Meeting customer expectations around service
When it comes to service, customer expectations are rising as they demand a better experience from organisations. Companies know it’s vital to deliver what customers want. However, understanding what will actually appeal to them can be more difficult. Demonstrating this, ContactBabel’s latest research finds that expectations vary dramatically between customer demographics. The report, Exceeding UK Customer Expectations 2023-24, which is sponsored by Enghouse Interactive, highlights key differences depending on the customer’s age and what they’re aiming to achieve.

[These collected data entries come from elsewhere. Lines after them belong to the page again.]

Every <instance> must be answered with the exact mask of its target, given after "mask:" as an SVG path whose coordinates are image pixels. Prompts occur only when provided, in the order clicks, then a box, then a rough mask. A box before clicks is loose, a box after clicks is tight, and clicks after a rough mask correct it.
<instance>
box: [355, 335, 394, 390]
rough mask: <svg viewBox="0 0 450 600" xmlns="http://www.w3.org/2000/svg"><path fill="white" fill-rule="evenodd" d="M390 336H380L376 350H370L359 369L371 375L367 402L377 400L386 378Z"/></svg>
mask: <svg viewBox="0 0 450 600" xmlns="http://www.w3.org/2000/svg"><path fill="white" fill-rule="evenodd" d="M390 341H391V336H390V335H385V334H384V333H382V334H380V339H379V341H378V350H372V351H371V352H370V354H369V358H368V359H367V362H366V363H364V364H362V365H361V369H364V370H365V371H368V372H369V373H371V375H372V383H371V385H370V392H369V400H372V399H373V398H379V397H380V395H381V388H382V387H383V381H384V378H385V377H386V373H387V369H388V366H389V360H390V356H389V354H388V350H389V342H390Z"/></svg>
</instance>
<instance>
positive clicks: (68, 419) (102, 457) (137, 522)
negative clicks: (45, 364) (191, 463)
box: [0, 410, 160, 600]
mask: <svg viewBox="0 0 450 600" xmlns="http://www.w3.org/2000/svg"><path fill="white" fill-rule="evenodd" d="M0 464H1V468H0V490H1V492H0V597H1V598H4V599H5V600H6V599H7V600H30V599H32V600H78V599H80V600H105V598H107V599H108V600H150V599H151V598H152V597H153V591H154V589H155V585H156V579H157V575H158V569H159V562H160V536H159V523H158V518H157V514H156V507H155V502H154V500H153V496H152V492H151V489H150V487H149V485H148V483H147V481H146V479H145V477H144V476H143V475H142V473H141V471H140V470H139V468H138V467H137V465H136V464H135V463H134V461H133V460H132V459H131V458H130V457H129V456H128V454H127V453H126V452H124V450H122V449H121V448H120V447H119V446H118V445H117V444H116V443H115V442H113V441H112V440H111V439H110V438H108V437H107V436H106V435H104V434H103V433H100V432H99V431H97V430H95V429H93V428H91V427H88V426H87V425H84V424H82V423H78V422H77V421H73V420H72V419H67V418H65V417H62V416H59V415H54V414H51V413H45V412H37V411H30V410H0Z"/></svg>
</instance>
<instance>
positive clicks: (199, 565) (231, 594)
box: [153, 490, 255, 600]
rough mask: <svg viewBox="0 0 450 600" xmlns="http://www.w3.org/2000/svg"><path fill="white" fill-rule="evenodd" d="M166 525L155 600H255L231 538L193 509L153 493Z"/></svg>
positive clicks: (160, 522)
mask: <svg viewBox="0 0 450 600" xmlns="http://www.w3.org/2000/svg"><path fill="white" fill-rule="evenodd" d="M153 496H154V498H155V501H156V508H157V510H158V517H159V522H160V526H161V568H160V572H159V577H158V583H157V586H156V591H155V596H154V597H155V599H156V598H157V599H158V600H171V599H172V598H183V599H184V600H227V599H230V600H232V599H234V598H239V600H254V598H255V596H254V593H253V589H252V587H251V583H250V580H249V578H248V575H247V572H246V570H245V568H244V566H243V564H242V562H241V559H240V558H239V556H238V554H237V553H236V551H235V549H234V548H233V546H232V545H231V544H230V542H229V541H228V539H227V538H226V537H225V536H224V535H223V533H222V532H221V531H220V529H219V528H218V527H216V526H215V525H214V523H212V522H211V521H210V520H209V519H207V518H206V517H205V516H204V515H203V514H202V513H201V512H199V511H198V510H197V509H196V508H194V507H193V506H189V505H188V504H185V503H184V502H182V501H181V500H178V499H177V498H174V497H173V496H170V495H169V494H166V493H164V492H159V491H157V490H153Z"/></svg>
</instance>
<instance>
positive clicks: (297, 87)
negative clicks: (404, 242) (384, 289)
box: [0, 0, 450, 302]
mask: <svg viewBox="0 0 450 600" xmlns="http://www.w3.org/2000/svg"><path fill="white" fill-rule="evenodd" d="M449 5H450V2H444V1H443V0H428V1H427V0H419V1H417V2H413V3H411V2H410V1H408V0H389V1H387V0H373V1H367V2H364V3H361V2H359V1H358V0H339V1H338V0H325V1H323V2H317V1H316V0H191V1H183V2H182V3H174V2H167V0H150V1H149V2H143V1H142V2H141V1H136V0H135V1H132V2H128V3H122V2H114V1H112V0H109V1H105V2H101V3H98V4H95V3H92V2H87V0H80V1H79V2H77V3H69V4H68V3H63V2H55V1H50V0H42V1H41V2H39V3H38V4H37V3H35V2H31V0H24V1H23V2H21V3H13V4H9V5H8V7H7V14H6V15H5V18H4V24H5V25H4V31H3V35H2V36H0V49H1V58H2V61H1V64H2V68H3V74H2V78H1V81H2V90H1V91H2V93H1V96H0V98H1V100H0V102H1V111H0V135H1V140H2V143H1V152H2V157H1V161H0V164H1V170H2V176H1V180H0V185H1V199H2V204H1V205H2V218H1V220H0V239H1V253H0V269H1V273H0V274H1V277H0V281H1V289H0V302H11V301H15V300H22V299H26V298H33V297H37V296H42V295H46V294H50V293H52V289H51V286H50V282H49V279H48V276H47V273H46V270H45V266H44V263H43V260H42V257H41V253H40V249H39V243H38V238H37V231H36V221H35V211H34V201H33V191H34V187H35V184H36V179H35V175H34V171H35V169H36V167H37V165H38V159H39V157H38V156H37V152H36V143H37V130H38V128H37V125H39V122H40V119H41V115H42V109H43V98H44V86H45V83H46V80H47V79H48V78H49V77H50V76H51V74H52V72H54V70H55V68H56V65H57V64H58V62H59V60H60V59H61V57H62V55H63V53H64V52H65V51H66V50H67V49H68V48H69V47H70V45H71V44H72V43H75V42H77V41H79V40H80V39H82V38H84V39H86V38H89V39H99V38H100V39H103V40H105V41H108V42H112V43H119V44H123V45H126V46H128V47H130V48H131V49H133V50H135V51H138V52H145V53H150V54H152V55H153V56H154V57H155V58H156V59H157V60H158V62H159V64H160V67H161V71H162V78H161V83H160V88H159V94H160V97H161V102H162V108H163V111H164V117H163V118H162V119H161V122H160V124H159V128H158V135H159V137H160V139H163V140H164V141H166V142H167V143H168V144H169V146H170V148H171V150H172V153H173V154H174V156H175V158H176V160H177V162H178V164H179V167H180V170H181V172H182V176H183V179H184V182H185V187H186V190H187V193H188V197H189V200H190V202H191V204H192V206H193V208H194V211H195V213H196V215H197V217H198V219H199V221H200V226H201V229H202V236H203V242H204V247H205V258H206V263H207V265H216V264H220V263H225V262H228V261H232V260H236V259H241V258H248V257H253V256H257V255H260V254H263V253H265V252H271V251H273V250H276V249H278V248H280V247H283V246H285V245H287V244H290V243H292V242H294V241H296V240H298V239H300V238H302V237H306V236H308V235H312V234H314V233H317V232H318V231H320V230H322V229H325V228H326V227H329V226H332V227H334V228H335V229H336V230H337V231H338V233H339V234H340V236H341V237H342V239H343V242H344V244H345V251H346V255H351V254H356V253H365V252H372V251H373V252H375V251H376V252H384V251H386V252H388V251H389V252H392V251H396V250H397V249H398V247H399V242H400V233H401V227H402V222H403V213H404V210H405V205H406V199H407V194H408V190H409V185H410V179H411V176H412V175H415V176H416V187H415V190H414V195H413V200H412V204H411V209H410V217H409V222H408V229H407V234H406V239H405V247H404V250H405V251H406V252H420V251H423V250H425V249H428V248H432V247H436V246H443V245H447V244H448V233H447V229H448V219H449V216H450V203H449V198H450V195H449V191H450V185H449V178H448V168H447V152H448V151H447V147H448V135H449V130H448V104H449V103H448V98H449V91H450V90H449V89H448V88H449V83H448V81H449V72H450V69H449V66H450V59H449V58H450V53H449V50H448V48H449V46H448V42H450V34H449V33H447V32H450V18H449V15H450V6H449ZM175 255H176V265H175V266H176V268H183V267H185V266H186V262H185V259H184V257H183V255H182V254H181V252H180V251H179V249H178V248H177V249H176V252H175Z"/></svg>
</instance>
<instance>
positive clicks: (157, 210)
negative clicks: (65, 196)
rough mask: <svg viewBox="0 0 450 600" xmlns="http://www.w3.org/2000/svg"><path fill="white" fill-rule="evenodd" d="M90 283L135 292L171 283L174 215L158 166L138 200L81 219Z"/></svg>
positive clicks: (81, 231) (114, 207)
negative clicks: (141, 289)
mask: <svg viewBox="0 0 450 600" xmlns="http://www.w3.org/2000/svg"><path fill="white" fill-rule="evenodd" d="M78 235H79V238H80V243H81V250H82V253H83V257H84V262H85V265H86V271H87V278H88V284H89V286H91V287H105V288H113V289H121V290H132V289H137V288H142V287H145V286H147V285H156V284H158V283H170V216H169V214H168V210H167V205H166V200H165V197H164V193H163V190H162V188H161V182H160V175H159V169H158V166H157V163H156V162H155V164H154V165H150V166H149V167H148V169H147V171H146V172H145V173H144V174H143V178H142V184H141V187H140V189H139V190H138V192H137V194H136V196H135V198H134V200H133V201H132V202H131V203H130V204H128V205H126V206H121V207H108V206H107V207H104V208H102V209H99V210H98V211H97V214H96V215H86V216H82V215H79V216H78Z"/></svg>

What do all customers expect?
According to the research two key factors stand out as vital across all age groups. 56% of consumers say that the things they valued most are “having their issue resolved first time” and “not having to wait a long time for a response.” However, companies are falling short in meeting these requirements. Just 9% of consumers say they’ve never needed to make multiple calls to get a problem solved. 85% of customers report long waits in telephone queues very or fairly often. Overall, the research finds that both queuing times and call lengths are increasing.

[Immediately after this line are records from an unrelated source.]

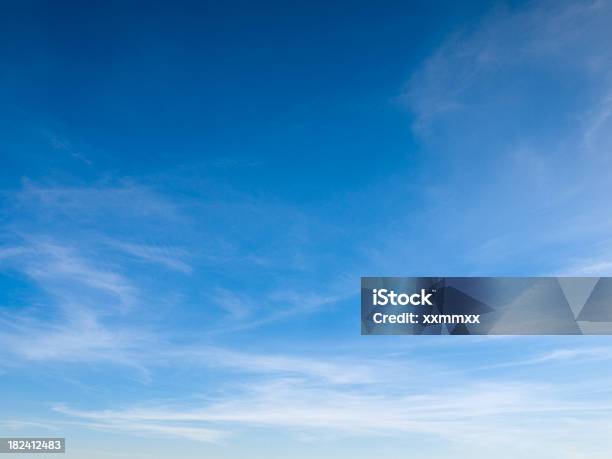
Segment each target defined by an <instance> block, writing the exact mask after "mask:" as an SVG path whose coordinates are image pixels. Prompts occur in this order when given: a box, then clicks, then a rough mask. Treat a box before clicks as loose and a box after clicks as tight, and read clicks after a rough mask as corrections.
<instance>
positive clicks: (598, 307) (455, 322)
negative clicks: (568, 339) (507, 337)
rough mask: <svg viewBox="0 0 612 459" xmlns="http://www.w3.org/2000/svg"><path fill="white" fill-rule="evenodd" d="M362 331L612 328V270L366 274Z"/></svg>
mask: <svg viewBox="0 0 612 459" xmlns="http://www.w3.org/2000/svg"><path fill="white" fill-rule="evenodd" d="M361 334H362V335H602V334H604V335H608V334H610V335H612V277H362V278H361Z"/></svg>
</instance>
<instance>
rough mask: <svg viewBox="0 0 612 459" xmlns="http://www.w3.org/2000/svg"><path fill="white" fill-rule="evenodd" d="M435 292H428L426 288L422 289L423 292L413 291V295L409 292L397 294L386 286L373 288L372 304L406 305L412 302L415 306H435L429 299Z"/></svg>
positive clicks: (412, 294) (377, 305) (401, 305)
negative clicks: (376, 287) (426, 289)
mask: <svg viewBox="0 0 612 459" xmlns="http://www.w3.org/2000/svg"><path fill="white" fill-rule="evenodd" d="M432 295H433V293H426V291H425V289H424V288H422V289H421V293H413V294H411V295H409V294H407V293H400V294H397V293H395V292H394V291H393V290H387V289H386V288H381V289H373V290H372V304H373V305H374V306H386V305H388V304H391V305H393V306H398V305H399V306H406V305H407V304H411V305H413V306H425V305H428V306H433V304H432V302H431V301H430V300H429V298H431V296H432Z"/></svg>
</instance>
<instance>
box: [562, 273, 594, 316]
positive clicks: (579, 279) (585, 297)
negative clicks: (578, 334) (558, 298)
mask: <svg viewBox="0 0 612 459" xmlns="http://www.w3.org/2000/svg"><path fill="white" fill-rule="evenodd" d="M557 281H558V282H559V285H560V286H561V290H563V295H564V296H565V299H566V300H567V302H568V304H569V305H570V308H571V309H572V312H573V313H574V317H575V318H577V317H578V315H579V314H580V312H581V311H582V308H584V305H585V304H586V302H587V300H588V299H589V297H590V296H591V293H592V292H593V289H594V288H595V285H596V284H597V282H598V281H599V277H558V278H557Z"/></svg>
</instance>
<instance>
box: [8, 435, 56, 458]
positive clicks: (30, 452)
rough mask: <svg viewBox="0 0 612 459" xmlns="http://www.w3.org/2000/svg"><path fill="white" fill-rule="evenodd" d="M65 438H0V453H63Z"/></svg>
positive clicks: (45, 437) (37, 437) (48, 453)
mask: <svg viewBox="0 0 612 459" xmlns="http://www.w3.org/2000/svg"><path fill="white" fill-rule="evenodd" d="M65 452H66V439H65V438H47V437H11V438H0V453H11V454H18V453H25V454H33V453H42V454H50V453H65Z"/></svg>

What do younger generations want from customer service?
When it comes to customer service, young people aged between 16-24 primarily want friendly agents (49%), long opening hours (38%), and a choice of channels (44%). They also value empathetic and supportive agents, possibly because they have less experience (and are less comfortable) with interacting via the telephone with contact centres.
On the positive side, the findings suggest that younger customers are generally quite happy with the service they receive. This could be because they are more likely to use digital channels, meaning they are not spending hours queuing on the phone. Their limited experience in dealing with customer service could also mean that they don’t have an accurate picture of what exceptional service looks like.

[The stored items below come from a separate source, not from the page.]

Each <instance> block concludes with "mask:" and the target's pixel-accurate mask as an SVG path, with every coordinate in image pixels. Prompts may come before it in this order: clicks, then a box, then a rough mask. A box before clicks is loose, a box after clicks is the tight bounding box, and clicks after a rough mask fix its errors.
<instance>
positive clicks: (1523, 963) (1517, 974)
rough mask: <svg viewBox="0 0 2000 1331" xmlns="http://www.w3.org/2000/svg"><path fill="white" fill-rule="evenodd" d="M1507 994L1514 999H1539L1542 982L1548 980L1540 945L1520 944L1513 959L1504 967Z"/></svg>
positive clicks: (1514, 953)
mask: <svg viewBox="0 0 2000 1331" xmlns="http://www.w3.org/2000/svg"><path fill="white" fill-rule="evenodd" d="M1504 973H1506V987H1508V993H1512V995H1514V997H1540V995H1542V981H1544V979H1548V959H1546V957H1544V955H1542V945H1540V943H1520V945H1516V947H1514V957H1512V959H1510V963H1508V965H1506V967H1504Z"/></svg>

All the same, younger customers are less loyal. The research finds they are very willing to switch if they’re unhappy. Moreover, as they don’t use the phone for voice calls as much as older generations, it’s difficult for brands to deliver exceptional, personal moments that matter to build loyalty.
What do older people want from customer service?
Generally, the older the customer, the more likely they are to want their calls answered by UK-based agents. 55% of 45–54-year-olds, 54% of 55-64-year-olds and 61% of those aged 65 or over said this was important to them. In contrast, just 31% of those under 34 feel the same.
Older customers also have higher expectations around First Contact Resolution, short wait times, and having their queries handled by a single employee. For example, 63% of 55-64-year-olds don’t want to wait a long time to speak to an agent or get a response. However, they are less bothered than younger people about having polite agents, a choice of channels and extended opening hours.
Overall, older consumers express lower levels of satisfaction with customer service than their younger counterparts. This may be down to them having a better insight into what good service feels like, based on having more experience interacting with companies through face-to-face and telephone channels.
However, this dissatisfaction doesn’t translate into churn. Older customers are actually much more loyal than younger age groups. For example, just 6% of those over 65 will leave their telecoms provider after a poor experience, compared to 45% of 16-24-year-olds. This potentially could be down to not knowing about alternatives, or concerns about the effort required to change.
How organisations can meet diverse expectations
Most organisations have a relatively wide customer demographic. That means they can’t afford to ignore the needs of either older or younger age groups. To be able to meet everyone’s expectations, they need to focus on three technology-related areas:
1. Use an omnichannel platform
An omnichannel platform allows companies to handle all types of interaction, from telephone to chat and social media. This is becoming increasingly important in delivering multigenerational service. As well as giving customers a choice, it increases efficiency by centralising interactions and helping ensure they are handled through the most appropriate channel. However, just 31% of contact centres described themselves as omnichannel in ContactBabel’s research. This shows a need to invest to deliver a strong foundation for service excellence.
2. Embrace self-service
Providing self-service technology allows companies to deflect routine queries to free up agent time and reduce queues. 91% of contact centres now offer some form of self-service. This could be through chatbots, web self-service or IVR. However, it is important to monitor and continually improve self-service. For example, more than 1 in 4 calls to contact centres are from people who failed to solve their problem online according to ContactBabel. This both frustrates customers and pushes up costs for the contact centre.
3. Empower agents
Despite the rise of self-service technology, human agents remain at the heart of customer service. Younger customers value friendly, polite, and empathetic agents, while older demographics want their queries dealt with by a single person. Empowering agents with the right technology to provide easier and faster resolution to customer enquiries is therefore vital. This includes providing access to centralised knowledge bases, and unified desktops to help them find information quickly. Deploying these systems allows agents to focus more on empathy and building a rapport with customers.
It’s imperative that companies understand – and meet – rising customer expectations. That means starting by understanding the demographics of their customer base. Based on this they should collect and analyse Voice of the Customer data to see what their customers really value. They can then put in place the processes to deliver this, supported by an omnichannel approach that empowers agents and aims to continually monitor and improve service. The overall objective should be to exceed every customer’s expectations to drive loyalty and repeat business.